“Tenemos que recuperar la idea del Estado social y democrático”
Detalle BN6
- Inicio
- “Tenemos que recuperar la idea del Estado social y democrático”
“Tenemos que recuperar la idea del Estado social y democrático”
Mauricio Merino, académico e investigador, reflexionó sobre el origen de las violencias en México durante la conferencia magistral que inauguró en el ITESO el Segundo Diálogo Nacional por la Paz. Su análisis planteó una pregunta central: ¿de dónde proviene la fuerza que alimenta la violencia que hoy atraviesa al país?
Diana Alonso
¿Cuál es el origen de la violencia en México? Buscar una respuesta resulta un desafío que transita entre lo social, lo político, lo filosófico e incluso lo espiritual. A esta pregunta se enfrentó Mauricio Merino, académico, investigador y militante por la democracia y los derechos fundamentales, durante la conferencia magistral “Las causas de la violencia en México”, impartida en el marco del Segundo Diálogo Nacional por la Paz que tiene lugar en el ITESO.
Merino aclaró un punto fundamental: “Hay muchas formas de violencia en nuestro país y en el mundo […] Me pregunto con sinceridad si hay alguien que no haya sufrido o atestiguado alguna de ellas […] ¿Quién no ha visto o no ha sido víctima de un robo, de un fraude, de una extorsión?”, dijo.
Advirtió que una de las consecuencias más graves de estas violencias es la normalización del miedo, que erosiona la confianza y debilita a las comunidades: “Y después, tristemente, el encono, la rabia. Tememos, desconfiamos y con mucha frecuencia acabamos odiando a quienes nos hacen daño. Y cuando eso sucede sin darnos cuenta, nos volvemos cómplices de las violencias que nos están asfixiando”.
Para el investigador estas violencias no nacen de una causa moral o cultural, sino de un sistema institucional y político que las permite y las reproduce: “En términos prácticos, propongo que la causa eficiente de las violencias está en la deliberada destrucción del Estado democrático y social de derechos”, señaló.
Esa destrucción, advirtió, se manifiesta tanto en la insuficiencia del Estado para garantizar las libertades y los derechos de la ciudadanía como en la prepotencia de quienes ejercen funciones públicas: “Las fuerzas armadas, las policías, los jueces, los aparatos políticos y las burocracias […] han decidido salvarse a sí mismas, medrando con sus facultades como si fueran armas, mientras se rinden y se abrazan con los más violentos, con los más poderosos, con los más corruptos”.

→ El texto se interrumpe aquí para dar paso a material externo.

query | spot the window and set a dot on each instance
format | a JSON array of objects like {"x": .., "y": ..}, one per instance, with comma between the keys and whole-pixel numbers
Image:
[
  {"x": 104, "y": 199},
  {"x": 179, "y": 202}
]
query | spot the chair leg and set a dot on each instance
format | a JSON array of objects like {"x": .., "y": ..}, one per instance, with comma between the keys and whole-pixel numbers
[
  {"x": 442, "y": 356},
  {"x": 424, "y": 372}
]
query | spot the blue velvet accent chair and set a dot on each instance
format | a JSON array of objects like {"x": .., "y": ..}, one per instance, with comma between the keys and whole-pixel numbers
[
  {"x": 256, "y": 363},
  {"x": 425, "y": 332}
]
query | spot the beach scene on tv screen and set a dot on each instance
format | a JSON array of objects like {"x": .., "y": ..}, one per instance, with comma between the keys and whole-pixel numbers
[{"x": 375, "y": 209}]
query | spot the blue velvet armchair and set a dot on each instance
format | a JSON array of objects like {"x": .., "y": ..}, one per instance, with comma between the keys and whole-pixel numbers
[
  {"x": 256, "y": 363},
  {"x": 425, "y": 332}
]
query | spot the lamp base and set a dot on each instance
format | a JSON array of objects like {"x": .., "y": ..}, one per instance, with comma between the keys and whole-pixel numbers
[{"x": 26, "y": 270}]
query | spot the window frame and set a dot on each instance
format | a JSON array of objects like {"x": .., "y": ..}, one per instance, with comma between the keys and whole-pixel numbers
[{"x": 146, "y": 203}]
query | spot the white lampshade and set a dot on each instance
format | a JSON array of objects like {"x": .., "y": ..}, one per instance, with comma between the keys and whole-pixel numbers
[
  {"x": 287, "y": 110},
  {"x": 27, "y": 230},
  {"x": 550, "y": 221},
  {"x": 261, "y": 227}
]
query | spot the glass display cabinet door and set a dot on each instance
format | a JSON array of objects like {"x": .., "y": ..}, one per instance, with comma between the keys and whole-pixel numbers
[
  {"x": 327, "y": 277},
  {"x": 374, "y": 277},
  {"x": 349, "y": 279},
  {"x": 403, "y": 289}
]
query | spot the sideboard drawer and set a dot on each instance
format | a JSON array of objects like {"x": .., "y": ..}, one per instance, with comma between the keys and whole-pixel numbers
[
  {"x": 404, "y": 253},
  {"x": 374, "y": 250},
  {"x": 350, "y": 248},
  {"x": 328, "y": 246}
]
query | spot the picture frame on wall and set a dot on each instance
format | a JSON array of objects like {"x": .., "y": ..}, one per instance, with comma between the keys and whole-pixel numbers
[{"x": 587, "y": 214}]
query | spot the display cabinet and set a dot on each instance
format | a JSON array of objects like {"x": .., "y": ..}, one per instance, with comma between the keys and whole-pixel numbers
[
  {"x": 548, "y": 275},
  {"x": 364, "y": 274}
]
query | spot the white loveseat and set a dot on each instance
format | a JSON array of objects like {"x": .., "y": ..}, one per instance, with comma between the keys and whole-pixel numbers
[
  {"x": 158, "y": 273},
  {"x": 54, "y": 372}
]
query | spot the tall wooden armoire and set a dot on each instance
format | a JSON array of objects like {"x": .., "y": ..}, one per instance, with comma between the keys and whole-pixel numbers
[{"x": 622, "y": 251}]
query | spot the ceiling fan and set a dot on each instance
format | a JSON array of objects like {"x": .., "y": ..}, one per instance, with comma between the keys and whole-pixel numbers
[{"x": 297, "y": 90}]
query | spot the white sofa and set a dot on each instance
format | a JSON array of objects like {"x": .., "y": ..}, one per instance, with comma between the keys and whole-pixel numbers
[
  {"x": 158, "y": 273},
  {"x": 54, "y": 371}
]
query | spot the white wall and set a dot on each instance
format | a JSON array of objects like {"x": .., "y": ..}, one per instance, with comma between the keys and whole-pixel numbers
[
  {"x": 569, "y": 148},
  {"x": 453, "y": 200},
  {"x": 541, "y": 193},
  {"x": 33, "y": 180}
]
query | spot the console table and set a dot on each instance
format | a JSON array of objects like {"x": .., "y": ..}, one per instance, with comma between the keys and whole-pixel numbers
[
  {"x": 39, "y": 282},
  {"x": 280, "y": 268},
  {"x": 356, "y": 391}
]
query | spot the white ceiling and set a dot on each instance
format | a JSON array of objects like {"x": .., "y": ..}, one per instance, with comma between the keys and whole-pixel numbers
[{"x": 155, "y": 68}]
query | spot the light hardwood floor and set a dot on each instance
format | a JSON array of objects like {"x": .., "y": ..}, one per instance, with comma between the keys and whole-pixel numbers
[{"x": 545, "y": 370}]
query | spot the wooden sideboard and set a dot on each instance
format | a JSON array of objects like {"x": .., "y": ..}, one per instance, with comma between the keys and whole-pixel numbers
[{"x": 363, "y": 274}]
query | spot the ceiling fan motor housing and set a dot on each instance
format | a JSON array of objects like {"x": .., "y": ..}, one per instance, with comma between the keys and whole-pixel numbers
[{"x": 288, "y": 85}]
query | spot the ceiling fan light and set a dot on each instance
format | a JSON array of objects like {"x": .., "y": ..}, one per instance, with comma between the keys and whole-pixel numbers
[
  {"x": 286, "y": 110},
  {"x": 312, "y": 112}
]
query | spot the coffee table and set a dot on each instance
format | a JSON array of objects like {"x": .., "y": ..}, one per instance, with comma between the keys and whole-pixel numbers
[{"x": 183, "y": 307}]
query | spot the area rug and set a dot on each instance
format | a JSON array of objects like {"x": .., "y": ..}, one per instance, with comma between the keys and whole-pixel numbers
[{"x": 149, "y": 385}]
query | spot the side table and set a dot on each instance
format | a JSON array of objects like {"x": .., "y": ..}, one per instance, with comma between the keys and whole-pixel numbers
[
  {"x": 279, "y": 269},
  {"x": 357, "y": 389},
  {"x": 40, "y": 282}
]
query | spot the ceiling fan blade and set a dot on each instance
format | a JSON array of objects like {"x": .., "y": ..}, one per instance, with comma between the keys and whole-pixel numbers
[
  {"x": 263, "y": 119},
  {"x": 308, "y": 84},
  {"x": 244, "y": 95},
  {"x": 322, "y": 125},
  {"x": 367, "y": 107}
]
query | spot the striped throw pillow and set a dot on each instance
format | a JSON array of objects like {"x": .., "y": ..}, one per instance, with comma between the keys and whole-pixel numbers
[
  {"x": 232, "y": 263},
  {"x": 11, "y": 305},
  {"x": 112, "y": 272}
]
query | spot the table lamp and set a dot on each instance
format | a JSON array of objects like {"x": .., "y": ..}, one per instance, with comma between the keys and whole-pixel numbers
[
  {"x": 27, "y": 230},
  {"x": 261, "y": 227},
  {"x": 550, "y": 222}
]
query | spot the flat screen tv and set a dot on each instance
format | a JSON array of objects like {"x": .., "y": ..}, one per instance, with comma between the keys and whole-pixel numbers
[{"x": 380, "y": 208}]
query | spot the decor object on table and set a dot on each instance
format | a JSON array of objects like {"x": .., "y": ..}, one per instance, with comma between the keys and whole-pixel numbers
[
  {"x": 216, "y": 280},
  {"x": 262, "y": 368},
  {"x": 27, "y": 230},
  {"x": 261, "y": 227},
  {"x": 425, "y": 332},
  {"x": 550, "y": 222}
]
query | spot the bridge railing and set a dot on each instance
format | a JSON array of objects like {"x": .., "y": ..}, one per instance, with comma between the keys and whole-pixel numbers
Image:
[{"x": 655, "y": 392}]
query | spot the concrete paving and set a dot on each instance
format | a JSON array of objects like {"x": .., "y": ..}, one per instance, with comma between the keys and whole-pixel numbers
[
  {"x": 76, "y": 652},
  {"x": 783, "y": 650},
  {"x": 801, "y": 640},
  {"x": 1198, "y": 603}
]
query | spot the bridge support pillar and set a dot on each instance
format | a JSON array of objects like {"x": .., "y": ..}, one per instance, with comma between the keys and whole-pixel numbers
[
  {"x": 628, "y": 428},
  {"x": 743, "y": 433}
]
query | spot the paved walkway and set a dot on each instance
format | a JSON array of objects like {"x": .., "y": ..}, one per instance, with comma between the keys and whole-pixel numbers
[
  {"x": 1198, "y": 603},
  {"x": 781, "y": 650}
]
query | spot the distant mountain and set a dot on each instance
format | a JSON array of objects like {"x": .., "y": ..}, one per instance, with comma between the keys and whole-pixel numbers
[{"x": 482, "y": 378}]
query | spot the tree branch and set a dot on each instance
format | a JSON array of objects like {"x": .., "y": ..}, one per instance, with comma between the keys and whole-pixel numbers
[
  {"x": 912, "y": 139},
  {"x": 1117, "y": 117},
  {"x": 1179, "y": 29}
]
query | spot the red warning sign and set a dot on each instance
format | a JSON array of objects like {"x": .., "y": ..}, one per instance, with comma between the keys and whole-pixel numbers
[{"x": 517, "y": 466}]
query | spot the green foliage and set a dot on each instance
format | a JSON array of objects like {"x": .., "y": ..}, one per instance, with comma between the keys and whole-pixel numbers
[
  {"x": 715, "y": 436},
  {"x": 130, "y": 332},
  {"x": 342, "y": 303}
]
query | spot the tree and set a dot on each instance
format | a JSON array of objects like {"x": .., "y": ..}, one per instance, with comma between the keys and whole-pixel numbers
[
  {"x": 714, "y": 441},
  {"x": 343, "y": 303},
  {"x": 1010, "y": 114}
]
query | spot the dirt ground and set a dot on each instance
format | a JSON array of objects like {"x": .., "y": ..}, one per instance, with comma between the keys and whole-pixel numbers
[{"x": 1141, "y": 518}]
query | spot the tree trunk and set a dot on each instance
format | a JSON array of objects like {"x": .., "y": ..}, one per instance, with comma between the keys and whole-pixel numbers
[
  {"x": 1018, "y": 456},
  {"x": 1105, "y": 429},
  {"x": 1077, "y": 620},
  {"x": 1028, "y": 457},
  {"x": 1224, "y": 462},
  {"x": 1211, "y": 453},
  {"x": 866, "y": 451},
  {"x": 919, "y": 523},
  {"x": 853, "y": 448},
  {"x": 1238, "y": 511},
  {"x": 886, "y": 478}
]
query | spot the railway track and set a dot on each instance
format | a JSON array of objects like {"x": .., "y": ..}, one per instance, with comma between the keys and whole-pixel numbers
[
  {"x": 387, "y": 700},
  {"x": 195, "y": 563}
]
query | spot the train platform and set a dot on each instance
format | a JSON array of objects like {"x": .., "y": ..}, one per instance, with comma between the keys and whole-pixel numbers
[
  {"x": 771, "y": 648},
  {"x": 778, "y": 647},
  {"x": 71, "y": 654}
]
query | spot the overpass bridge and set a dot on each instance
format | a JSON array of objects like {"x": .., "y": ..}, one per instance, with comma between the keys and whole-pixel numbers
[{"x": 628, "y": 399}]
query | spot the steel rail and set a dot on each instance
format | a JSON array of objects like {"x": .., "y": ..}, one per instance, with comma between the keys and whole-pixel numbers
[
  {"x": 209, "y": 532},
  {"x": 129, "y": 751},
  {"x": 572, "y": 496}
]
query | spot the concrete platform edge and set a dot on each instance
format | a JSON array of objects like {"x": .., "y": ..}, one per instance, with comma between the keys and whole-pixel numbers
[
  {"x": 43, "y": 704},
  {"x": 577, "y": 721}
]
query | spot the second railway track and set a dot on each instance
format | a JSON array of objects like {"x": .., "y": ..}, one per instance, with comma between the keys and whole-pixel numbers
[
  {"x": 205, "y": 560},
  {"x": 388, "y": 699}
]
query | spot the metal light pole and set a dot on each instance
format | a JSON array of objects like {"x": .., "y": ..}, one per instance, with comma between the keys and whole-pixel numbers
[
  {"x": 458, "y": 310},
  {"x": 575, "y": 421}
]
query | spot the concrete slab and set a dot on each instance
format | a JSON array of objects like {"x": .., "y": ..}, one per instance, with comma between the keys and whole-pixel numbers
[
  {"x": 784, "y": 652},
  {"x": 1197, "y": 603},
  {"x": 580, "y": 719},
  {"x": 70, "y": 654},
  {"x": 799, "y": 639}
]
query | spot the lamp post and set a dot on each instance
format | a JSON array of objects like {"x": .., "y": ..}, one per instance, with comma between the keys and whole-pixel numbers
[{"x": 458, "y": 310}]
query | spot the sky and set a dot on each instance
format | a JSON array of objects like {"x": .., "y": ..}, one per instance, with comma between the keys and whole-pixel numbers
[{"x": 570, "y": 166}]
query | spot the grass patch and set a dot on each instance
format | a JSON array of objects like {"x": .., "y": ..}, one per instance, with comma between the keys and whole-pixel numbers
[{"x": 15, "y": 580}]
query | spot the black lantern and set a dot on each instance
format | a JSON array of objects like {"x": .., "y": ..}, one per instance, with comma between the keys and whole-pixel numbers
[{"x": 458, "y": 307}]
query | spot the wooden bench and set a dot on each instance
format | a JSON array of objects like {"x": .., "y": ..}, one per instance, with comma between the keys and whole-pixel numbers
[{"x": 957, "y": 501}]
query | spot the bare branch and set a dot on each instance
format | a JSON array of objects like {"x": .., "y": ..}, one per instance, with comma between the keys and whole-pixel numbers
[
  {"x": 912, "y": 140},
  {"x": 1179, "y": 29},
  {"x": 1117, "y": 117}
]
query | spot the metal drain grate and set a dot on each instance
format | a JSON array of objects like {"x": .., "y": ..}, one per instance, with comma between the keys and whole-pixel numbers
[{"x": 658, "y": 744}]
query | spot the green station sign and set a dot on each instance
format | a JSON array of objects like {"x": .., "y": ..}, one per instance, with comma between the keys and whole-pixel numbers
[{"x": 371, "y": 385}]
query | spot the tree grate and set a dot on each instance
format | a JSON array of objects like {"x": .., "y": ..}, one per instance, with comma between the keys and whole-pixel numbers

Merino explicó que se trata de un ciclo que se retroalimenta: ante un gobierno incapaz de resolver conflictos crecientes, emergen figuras autoritarias que prometen orden a cambio de poder absoluto y de la impunidad de las fuerzas armadas. Una dinámica, dijo, visible también en otros países: “Miren a Bukele en El Salvador, a Ortega en Nicaragua, a Orbán en Hungría, a Putin, así como Trump y Xi Jinping”, enlistó.
Muy pocos comprenden, dijo Merino, que “la corrupción es la apropiación abusiva de los asuntos públicos, es la captura del Estado por unos cuantos para hacerse de dinero y poder”. Advirtió que la lucha no debe centrarse en castigar culpables: “Muy pocos han cobrado conciencia de que la batalla no está a la salida cuando la corrupción ya se cometió y ya hay más peces gordos en la pecera, sino a la entrada, cuando las leyes son vulneradas, burladas o de plano omitidas”.
A partir de ello, sostuvo que las leyes han sido apropiadas por los más poderosos, dejando fuera a las personas, quienes han olvidado que también son parte del Estado. Ahora se da por hecho que es necesario “exigir ser vistos” por quienes gobiernan para acceder a derechos básicos. Frente a eso, afirmó: “Nadie debería renunciar a encarnar, a participar, a exigir que el Estado sea nuestro, de todos, abierto, transparente, incluyente”.
Y remató: “El Estado somos nosotros, nosotros mismos, y funciona así y sólo si estamos dispuestos a hacer lo nuestro, cuidando y exigiendo que las leyes se hagan bien y se cumplan mejor. No es cierto que mi libertad termina donde comienza la tuya. Mi libertad comienza donde se une a la tuya, mi libertad es la tuya o no es. Y mientras eso no se comprenda a cabalidad, creo que las causas de las violencias van a seguir vigentes”.